The success of ibogaine treatment is a promising first step, said study co-author Gabriela M. Graziano, an assistant professor of psychiatry and behavioral sciences at the University of California, San Diego. This allows us to optimize the chemical compound so that it is beneficial in the clinic, “she said.
Psychedelic drugs, including ketamine and psilocybin, are promising for decades for treating mental health problems such as depression, anxiety, depression, and addiction, but doctors and researchers are wary of using them for their side effects. Olson’s team chose ibogaine because it seems to have the most frightening side effects – hallucinations and potentially fatal heart problems. Synthetic versions of the drug are difficult to manufacture in large quantities, and it is also becoming increasingly difficult to find plants that contain them naturally.
IBogaine, who comes from the roots of a West African shrub, also has excellent potential, Olson says, but it’s “the Mount Everest of psychedelics,” he says. These obstacles have made ibogaine a “Mount Everest” for psychedelic research, Olson says, because it has the potential for treating depression and addiction.

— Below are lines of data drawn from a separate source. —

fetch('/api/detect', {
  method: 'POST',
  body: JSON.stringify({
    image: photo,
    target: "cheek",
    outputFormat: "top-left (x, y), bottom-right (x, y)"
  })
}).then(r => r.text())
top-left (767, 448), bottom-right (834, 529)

The team started with a few small allusions to the ibogaine molecule, and small studies have shown that cravings and withdrawal symptoms can be dramatically reduced. These changes lead to a substance that can cause many harmful effects such as nausea, dizziness, nausea, and vomiting but leaves intact the parts of the structure that can still have these effects. This leaves intact a portion of its design that produces many of these harmful effects, “he says.
The scientists call their formation of the Tabernanthalogs (TBG) the “formation of the TabERNANTHALogs.” The team began testing TB G on rodents, including mice trained to drink alcohol. Every single animal in the experiment reduced their alcohol intake, which is surprising, “Olson says.

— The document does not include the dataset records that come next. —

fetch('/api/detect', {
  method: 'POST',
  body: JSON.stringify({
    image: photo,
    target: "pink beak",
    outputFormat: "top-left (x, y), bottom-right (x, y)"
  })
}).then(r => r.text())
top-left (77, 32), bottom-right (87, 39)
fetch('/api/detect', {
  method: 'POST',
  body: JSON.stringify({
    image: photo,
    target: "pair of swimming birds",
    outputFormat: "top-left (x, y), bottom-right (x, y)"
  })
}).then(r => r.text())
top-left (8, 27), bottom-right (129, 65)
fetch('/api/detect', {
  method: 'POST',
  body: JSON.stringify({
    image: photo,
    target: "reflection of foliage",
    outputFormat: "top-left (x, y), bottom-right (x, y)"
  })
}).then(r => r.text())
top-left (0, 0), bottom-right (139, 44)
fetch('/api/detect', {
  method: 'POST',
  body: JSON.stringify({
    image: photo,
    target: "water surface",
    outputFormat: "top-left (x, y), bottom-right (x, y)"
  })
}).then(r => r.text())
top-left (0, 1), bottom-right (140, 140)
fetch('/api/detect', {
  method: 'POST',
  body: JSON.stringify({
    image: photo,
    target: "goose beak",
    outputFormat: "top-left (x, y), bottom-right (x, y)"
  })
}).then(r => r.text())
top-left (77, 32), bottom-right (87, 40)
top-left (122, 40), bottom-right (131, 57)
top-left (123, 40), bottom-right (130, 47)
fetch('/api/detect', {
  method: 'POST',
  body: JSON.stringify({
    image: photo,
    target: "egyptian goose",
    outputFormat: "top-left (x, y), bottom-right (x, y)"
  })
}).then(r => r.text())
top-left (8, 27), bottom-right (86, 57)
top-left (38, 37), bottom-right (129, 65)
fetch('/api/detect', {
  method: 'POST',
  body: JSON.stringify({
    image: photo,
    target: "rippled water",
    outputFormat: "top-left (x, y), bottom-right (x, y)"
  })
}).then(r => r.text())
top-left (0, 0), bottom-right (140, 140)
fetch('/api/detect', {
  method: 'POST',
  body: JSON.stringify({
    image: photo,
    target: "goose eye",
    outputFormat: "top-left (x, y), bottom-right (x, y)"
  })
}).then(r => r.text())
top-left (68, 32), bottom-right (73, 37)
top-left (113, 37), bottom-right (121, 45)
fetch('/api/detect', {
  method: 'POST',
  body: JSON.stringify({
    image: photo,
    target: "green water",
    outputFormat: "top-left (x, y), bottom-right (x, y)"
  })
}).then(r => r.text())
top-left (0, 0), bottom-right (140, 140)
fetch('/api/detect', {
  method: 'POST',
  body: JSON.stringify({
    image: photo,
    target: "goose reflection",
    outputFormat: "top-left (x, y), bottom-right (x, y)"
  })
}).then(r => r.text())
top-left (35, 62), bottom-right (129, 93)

TBG also helped rats addicted to heroin: light and loud cues were supposed to induce the rats to associate the drug with the drugs.

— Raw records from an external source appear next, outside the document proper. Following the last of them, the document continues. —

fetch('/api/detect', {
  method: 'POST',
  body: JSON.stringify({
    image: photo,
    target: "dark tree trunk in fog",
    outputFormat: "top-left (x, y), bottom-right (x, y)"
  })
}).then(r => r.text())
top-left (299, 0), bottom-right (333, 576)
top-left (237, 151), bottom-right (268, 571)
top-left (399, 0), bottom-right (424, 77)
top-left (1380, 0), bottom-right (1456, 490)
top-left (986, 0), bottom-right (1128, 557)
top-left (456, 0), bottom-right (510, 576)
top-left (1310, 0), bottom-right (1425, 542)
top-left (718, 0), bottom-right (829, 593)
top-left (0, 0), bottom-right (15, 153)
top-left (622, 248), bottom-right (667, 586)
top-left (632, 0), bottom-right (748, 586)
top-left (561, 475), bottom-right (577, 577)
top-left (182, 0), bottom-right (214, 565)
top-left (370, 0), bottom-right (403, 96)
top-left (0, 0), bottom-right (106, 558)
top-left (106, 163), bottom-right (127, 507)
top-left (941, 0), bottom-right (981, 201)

The rats that received TBG had a much lower risk of relapse, with a significant reduction in heroin overdoses and a significantly lower relapse rate.
Finally, the team tested TBG in mice for heart problems and behaviors associated with hallucinations. None of the animals that received it had any of these behaviors associated with depression. Olson, a financial partner at TB G, says psychedelic drugs based on drugs have great potential because they work differently from most conventional drugs.
But it is still unclear whether less synthetic versions of hallucinogenic drugs work, he said. One of the big questions in this area is whether you need hallucinations – like experiences to get better, “he says, but it’s really there to rewire your brain. It doesn’t mask the symptoms of your disease, “said Dr. David L. Schreiber, a neuroscientist at the University of California, San Francisco.
Regardless, Liston says, there is evidence in both directions, and it is time for scientists to finally figure out what psychedelics do and don’t do in terms of their effects on the brain and the human body.